У него нет положительных героев и их близнецов-антагонистов, а сплошь все — определенно неприятные типы. Но при этом Макдона выстраивает вокруг них круги повествования так, что уже к середине читатель начинает им сочувствовать и видеть в них не карикатурных персонажей комиксов (Тарантино и Равенхилл как раз взяли это за фишку) — но людей, побитых жизнью, каждый гремит своей цепью неудач и лелеет свою правду.

Макдона благосклонен по отношению к своим персонажам, поскольку самолично наблюдал или слышал их печальные истории: во время своих нечастых поездок в Ирландию он натолкнулся на могильщика из Коннемары, которого обвиняли в убийстве жены («Череп из Коннемары»), а канва «Королевы красоты» основывается на фактологическом материале о шизофреничке, в бреду убившей свою мать.

Но самое важное, что можно вынести из этих историй-открыток — то, что мораль многогранна и каждого человека еще можно простить. Макдона, кажется, вооружился лозунгом Альбера Камю «бросить обвинение — и даровать прощение» и сам стал совестью Британии.

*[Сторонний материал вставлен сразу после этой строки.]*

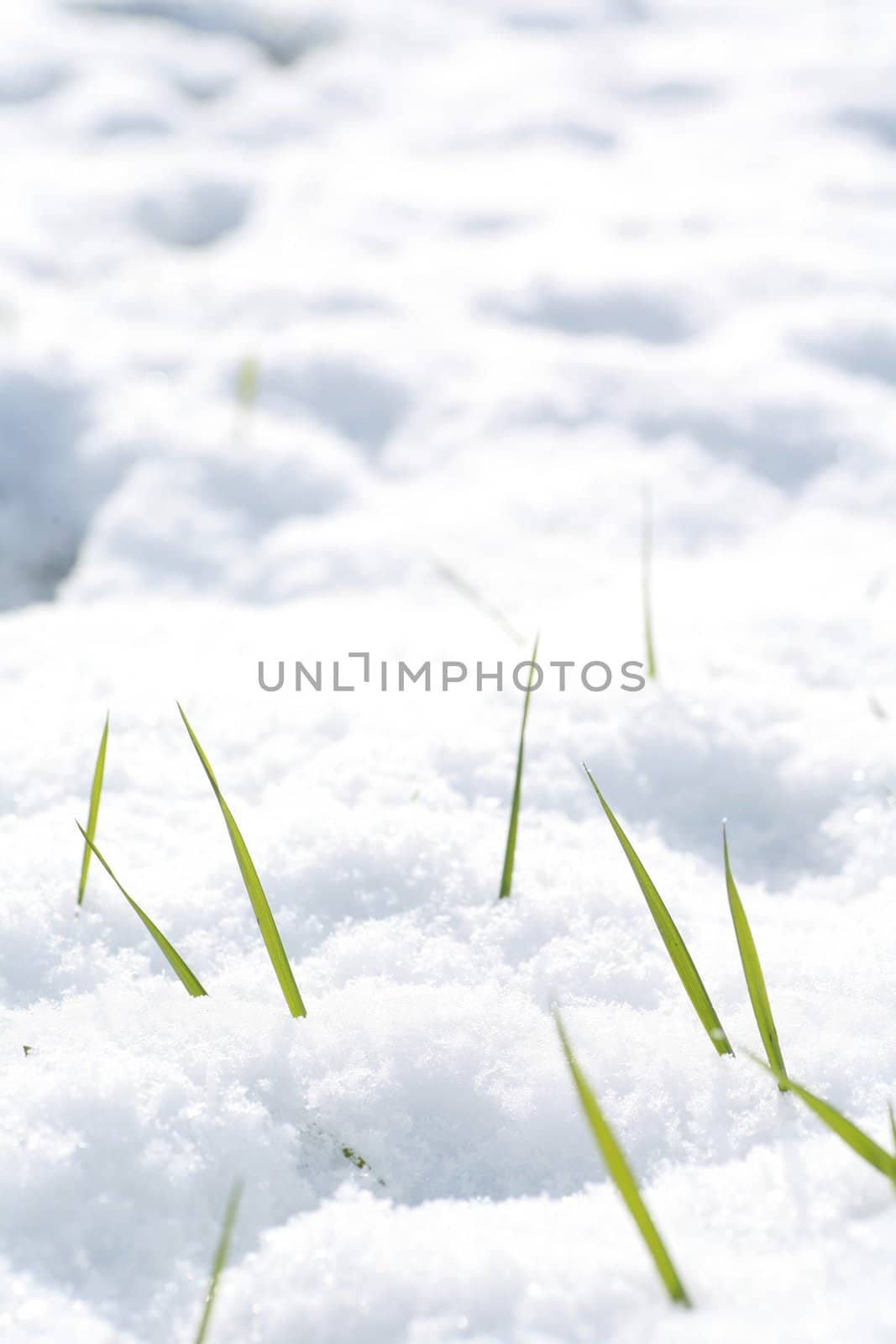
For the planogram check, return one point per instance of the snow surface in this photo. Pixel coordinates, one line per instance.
(499, 264)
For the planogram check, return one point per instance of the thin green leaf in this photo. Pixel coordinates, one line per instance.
(510, 853)
(254, 889)
(669, 933)
(752, 971)
(222, 1252)
(621, 1173)
(174, 958)
(851, 1135)
(96, 790)
(647, 558)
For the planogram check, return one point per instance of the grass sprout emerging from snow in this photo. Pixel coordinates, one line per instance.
(836, 1121)
(254, 889)
(752, 972)
(96, 790)
(174, 958)
(621, 1173)
(510, 853)
(676, 948)
(222, 1252)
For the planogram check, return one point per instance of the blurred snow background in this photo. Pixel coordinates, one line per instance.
(497, 265)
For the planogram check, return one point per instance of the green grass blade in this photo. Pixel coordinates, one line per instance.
(752, 971)
(222, 1252)
(680, 956)
(255, 891)
(96, 790)
(836, 1121)
(510, 853)
(621, 1173)
(647, 561)
(174, 958)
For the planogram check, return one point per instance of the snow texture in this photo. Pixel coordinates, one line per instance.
(483, 272)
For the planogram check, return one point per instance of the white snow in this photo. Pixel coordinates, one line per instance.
(500, 265)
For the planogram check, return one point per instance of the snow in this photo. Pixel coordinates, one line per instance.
(500, 265)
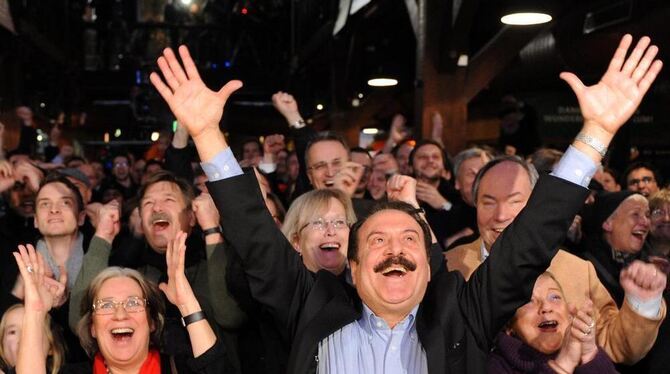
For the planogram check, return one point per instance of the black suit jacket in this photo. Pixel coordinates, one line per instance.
(456, 321)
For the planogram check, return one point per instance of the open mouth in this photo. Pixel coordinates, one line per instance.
(330, 247)
(640, 234)
(161, 224)
(548, 326)
(123, 333)
(395, 271)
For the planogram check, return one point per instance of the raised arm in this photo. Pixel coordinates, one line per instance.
(179, 292)
(197, 108)
(276, 275)
(526, 247)
(39, 299)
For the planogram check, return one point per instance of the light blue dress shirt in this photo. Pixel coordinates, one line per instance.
(369, 345)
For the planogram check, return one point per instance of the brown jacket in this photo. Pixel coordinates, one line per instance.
(623, 334)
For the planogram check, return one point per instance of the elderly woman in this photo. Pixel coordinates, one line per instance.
(124, 317)
(317, 225)
(10, 333)
(544, 337)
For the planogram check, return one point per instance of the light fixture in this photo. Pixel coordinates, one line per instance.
(525, 19)
(382, 82)
(527, 12)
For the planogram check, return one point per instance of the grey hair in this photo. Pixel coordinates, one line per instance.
(467, 154)
(529, 168)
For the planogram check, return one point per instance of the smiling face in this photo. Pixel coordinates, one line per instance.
(56, 212)
(627, 228)
(122, 337)
(11, 335)
(427, 163)
(391, 272)
(503, 191)
(324, 160)
(164, 213)
(541, 323)
(321, 244)
(467, 171)
(642, 180)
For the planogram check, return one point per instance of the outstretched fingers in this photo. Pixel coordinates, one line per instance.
(175, 66)
(620, 55)
(189, 65)
(635, 56)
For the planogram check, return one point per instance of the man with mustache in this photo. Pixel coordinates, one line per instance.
(167, 205)
(397, 320)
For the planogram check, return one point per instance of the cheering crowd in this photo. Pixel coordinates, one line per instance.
(327, 258)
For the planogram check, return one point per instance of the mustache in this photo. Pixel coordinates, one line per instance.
(395, 260)
(159, 216)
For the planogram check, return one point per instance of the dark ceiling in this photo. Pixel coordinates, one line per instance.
(69, 61)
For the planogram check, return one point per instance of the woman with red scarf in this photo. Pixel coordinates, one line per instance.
(123, 321)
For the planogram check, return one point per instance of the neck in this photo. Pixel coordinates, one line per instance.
(60, 247)
(434, 181)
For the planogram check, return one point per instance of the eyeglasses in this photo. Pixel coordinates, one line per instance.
(133, 304)
(320, 167)
(321, 224)
(636, 181)
(659, 213)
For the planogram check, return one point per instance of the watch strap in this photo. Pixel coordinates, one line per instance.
(212, 230)
(192, 318)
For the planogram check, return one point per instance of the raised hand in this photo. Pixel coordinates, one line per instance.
(570, 355)
(39, 296)
(607, 105)
(286, 104)
(643, 281)
(402, 188)
(583, 328)
(177, 290)
(108, 220)
(197, 108)
(347, 179)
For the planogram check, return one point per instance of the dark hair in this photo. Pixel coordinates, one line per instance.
(323, 137)
(153, 161)
(165, 176)
(352, 252)
(529, 168)
(422, 143)
(360, 150)
(641, 165)
(56, 177)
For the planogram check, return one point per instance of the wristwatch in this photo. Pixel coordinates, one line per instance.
(193, 318)
(213, 230)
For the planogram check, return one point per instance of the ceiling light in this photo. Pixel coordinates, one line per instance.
(524, 19)
(382, 82)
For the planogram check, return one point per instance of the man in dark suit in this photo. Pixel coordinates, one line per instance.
(435, 325)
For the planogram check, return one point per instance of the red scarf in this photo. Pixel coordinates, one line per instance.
(152, 365)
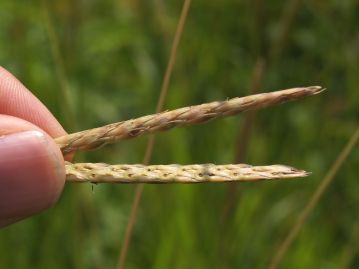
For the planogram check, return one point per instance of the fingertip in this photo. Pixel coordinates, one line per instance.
(32, 174)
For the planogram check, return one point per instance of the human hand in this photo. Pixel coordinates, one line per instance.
(32, 171)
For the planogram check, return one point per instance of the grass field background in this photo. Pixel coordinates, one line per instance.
(98, 62)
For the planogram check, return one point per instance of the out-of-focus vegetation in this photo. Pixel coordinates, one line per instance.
(97, 62)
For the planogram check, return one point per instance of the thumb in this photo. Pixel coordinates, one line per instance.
(32, 171)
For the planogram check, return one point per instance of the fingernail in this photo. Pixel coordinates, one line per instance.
(31, 174)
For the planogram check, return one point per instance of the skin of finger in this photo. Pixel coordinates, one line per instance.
(16, 100)
(49, 187)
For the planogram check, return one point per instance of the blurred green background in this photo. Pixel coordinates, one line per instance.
(97, 62)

Он до последнего верит, что человек, всматривающийся в смерть, встрепенется перед ее лицом: как-то выкрутится, исправится — и на этом обвале гуманизма в последнее мгновение сумеет простить и себя, и окружающих.

Его пьесы — это постмодернистское моралите, где персонажи скорее выступают материальными оболочками абстрактных понятий: жадность, эгоизм, упадок, садизм или добродетель.

Как и в жизни, добродетель в пьесах Макдоны выглядит хреново — но это не значит, что ее нет.

Нужно дождаться, когда все персонажи Мартина Макдоны (те, кто выжил) разбредутся, отрубленные конечности заметут за кулисы, а тонкий луч прожектора высветит стыд, нежность и робкую надежду, которые всё это время прятались где-то за сценой.